Honestly, this ‘race’ at the Paul Ricard circuit-cum-colossal-coloured car park was so hypnotically atrocious that I fell asleep while watching on Sky, before dozing off again when viewing the ‘highlights’ on C4 the next day. AWOL were entertainment, excitement, fulfilment – and much more.
A huge, allegedly world-class motorsport event like this has to be a great occasion that none of us wants to end. With billions to play with, organisers, teams, manufacturers and drivers can afford to, and must, adopt a collective ‘let’s get this show on the road’ attitude. The French GP should be swimming in excellence. Yet this was as much of a special occasion as a trip to the dentist. Millions of us witnessed the show coming off the road as we tried to fight our involuntary siestas. And with the exception of Vettel, Hamilton, Verstappen and one or two other natural racers/winners (including rookies Norris and Leclerc, maybe) this non-event was drowning in mediocrity.

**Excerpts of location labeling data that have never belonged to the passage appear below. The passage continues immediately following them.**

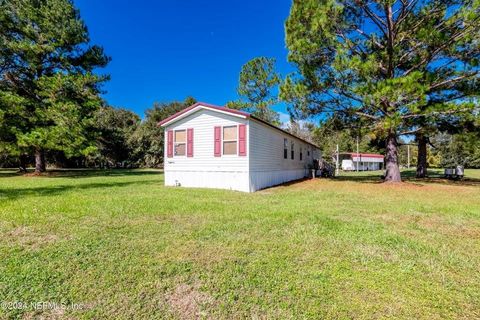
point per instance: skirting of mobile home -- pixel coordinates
(208, 146)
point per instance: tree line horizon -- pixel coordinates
(380, 70)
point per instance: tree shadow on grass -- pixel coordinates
(7, 173)
(86, 173)
(16, 193)
(409, 176)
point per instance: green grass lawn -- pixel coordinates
(118, 244)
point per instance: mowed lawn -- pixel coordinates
(118, 244)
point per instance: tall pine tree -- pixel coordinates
(396, 64)
(47, 79)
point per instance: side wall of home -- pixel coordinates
(204, 169)
(268, 166)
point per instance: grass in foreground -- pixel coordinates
(118, 244)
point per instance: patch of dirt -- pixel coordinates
(187, 301)
(29, 238)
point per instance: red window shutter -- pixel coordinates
(190, 142)
(170, 143)
(217, 141)
(242, 140)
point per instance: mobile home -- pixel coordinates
(209, 146)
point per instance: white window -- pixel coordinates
(230, 140)
(180, 142)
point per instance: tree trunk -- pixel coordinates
(39, 161)
(391, 160)
(23, 163)
(422, 156)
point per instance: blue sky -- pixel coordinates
(167, 50)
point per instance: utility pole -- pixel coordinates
(336, 165)
(358, 155)
(408, 156)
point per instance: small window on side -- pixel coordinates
(180, 139)
(230, 140)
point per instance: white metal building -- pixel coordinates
(364, 161)
(215, 147)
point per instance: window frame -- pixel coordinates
(230, 140)
(175, 143)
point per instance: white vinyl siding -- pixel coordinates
(268, 165)
(264, 165)
(204, 169)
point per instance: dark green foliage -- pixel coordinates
(114, 128)
(147, 141)
(334, 130)
(48, 91)
(257, 80)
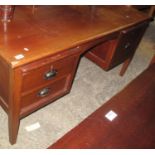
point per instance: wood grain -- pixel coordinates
(133, 127)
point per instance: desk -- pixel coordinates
(40, 50)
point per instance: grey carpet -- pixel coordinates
(92, 87)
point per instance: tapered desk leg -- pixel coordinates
(152, 61)
(13, 123)
(125, 66)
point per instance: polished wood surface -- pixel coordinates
(132, 128)
(52, 29)
(41, 47)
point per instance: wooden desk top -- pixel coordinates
(52, 29)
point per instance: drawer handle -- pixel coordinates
(50, 74)
(44, 92)
(127, 45)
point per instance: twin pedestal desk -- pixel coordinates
(40, 50)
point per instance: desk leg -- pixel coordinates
(13, 128)
(152, 61)
(125, 66)
(14, 105)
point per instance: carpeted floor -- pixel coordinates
(91, 88)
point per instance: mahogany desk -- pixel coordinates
(40, 51)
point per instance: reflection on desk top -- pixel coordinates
(47, 30)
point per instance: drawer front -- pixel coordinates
(127, 43)
(46, 73)
(46, 93)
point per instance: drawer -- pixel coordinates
(46, 93)
(42, 73)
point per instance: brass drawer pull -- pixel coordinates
(44, 92)
(51, 74)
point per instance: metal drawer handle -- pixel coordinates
(44, 92)
(50, 74)
(127, 45)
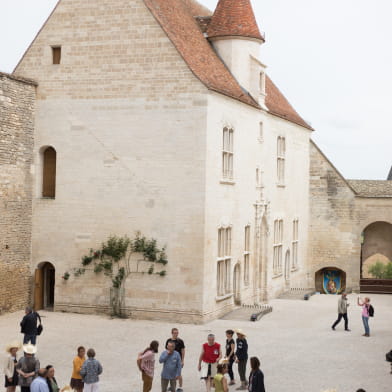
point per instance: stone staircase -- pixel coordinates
(248, 312)
(297, 293)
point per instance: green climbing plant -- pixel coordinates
(113, 260)
(380, 270)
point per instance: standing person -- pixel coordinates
(27, 367)
(11, 375)
(180, 348)
(365, 314)
(209, 357)
(76, 378)
(52, 382)
(220, 381)
(40, 383)
(241, 357)
(230, 351)
(171, 371)
(146, 363)
(342, 312)
(256, 377)
(90, 372)
(28, 326)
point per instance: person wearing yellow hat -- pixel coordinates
(11, 375)
(27, 367)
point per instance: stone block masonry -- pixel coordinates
(17, 97)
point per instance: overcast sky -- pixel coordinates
(332, 59)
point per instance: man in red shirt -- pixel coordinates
(210, 355)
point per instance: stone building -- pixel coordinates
(158, 116)
(17, 97)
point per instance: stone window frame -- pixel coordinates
(228, 154)
(278, 247)
(294, 245)
(281, 160)
(47, 186)
(247, 254)
(224, 262)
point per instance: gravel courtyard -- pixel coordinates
(298, 349)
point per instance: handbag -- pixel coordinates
(40, 327)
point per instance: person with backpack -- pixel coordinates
(29, 326)
(342, 312)
(367, 311)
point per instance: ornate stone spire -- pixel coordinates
(234, 18)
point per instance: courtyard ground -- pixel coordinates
(298, 349)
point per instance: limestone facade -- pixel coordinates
(17, 98)
(339, 215)
(151, 136)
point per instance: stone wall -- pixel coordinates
(17, 97)
(338, 217)
(126, 117)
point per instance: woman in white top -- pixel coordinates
(11, 376)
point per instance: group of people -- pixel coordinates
(212, 364)
(27, 373)
(367, 311)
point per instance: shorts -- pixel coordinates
(207, 370)
(77, 383)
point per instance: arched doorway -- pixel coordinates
(237, 284)
(376, 250)
(330, 280)
(44, 282)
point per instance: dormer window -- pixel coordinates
(262, 83)
(56, 54)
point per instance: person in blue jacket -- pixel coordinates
(241, 357)
(171, 370)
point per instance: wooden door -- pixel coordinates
(39, 289)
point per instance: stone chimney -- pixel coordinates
(236, 38)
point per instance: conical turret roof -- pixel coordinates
(234, 18)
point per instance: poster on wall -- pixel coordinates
(332, 281)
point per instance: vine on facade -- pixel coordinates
(113, 259)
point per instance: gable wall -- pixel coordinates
(127, 119)
(16, 146)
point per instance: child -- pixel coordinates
(230, 350)
(90, 372)
(76, 379)
(220, 381)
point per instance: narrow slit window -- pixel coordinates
(49, 173)
(56, 54)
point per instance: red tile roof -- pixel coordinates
(278, 105)
(176, 17)
(234, 18)
(196, 8)
(182, 29)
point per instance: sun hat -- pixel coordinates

For example, we’re approaching mid-season, and Williams-Mercedes is still like a broken pencil – pointless. Worse still, 166 races and 8,000-plus laps into his highly paid, tediously long career, Renault’s Hulkenberg hasn’t won a single F1 race. He also has the dubious honour of – in all F1 history – the most starts with the fewest (zero) podiums. And although he’s pleasant and polite, he’s a charisma-free zone, and one of the less-interesting motorsport people I have met. So let’s temporarily or permanently relegate the likes of Williams, Grosjean, Sainz Jr and other painfully dull, serial-race-losing teams and journeymen drivers from the sport they’ve made millions out of.
Drivers who remain on merit need to become more versatile and hard-working in what they drive and ride. Why? Because to prove who’s truly the best, they have to demonstrate their skills in F1 support races that’ll show how well – or badly – they can perform in showroom-spec supercars (Mercs and Ferraris) and superminis (Renaults and Hondas). After that, we need to see them competing in short-but-revealing off-road races on small, temporary rallycross-type courses at F1 venues. Artificially created ice-driving rinks are another possibility. And, if they really are the fittest sportsmen on earth, let ’em run a few laps against each other. Or race aboard their micro-scooters. Or both. Put another way, think less about one comparatively short F1 race all weekend. Think more in terms of F1 Triathlons involving several driving, and other, activities from Friday through Sunday.
If organisers, drivers, teams and manufacturers don’t, I fear F1 will go the same way as rallycross, bike racing and WRC on TV. At best it’ll become fringe viewing, at worst forgotten about and ignored by the majority, and watched only by a tiny minority – many of whom will have to stump up for Sky’s pay-per-view charges that everyone loathes.